Roanoke Times Copyright (c) 1995, Landmark Communications, Inc. DATE: SATURDAY, October 30, 1993 TAG: 9310300321 SECTION: SPECTATOR PAGE: 24 EDITION: METRO SOURCE: STEVEN COLE SMITH FORT WORTH STAR-TELEGRAM DATELINE: LENGTH: Medium
Good reviews, bad ratings.
Levin sighs.
"I tell you, I don't know if people want to watch one-camera shows anymore.
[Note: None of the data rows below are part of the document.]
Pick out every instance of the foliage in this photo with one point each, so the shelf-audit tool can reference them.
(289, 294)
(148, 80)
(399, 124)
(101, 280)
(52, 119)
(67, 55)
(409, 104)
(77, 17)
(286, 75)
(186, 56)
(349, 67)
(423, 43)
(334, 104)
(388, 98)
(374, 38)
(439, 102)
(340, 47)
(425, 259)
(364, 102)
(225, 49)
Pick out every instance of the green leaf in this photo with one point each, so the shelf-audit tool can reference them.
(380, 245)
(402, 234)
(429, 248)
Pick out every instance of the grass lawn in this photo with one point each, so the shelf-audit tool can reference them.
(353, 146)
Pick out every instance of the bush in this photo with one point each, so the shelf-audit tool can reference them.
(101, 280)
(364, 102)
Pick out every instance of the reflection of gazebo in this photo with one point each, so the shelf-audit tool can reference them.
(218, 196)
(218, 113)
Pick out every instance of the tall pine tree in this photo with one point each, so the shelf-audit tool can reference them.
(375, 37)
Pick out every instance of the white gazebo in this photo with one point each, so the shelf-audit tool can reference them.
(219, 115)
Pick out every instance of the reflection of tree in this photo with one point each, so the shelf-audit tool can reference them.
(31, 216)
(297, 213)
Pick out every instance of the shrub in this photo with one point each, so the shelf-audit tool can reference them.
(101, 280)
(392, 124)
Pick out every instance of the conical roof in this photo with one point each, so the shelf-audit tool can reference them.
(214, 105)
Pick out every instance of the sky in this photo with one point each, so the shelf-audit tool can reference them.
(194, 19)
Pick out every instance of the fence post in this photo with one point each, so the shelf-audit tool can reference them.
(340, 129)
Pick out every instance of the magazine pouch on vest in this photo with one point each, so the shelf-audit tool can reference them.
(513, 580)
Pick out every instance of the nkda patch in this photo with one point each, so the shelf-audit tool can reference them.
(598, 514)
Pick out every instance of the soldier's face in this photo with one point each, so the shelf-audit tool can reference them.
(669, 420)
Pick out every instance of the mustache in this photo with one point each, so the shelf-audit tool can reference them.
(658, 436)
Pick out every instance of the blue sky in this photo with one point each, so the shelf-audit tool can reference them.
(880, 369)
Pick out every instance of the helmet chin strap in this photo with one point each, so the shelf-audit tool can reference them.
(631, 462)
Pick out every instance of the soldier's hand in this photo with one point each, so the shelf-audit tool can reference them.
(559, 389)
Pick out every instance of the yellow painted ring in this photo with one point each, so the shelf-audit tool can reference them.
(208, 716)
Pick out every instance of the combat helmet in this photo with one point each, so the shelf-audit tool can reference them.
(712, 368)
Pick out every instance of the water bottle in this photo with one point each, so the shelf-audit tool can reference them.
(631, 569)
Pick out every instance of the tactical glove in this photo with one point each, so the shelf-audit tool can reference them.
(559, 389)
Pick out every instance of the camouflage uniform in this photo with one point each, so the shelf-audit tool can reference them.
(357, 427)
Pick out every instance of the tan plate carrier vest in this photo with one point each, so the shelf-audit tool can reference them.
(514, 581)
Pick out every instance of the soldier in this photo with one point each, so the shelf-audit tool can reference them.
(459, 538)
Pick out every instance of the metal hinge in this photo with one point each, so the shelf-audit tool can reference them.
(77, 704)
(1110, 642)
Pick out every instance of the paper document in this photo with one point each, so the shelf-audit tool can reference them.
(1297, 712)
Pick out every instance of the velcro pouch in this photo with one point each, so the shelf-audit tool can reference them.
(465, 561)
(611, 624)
Sometimes I think I'm fighting an uphill battle here."
Ex-Fort Worth resident Levin is the creator, producer and sometime writer and director of "Bakersfield, P.D.," a very clever, innovative Fox comedy (Tuesdays at 8:30 p.m. on WJPR-Channel 21/27) that has received near-unanimous raves from critics, but miserable ratings.
It's a one-camera show - meaning instead of just setting up three cameras on a sound stage and filming what happens, Levin's actors actually perform to a single camera, which is more time-consuming, more expensive, more professional.
It's the way they make motion pictures.
Most recent one-camera shows, ranging from "The Days and Nights of Molly Dodd" to "Frank's Place" - have been critical successes, commercial failures.
Good reviews, bad ratings.
One-camera shows like "Bakersfield" generally don't have a laugh track, either. The viewer has to decide what is funny, which may be more work than many viewers are willing to undertake.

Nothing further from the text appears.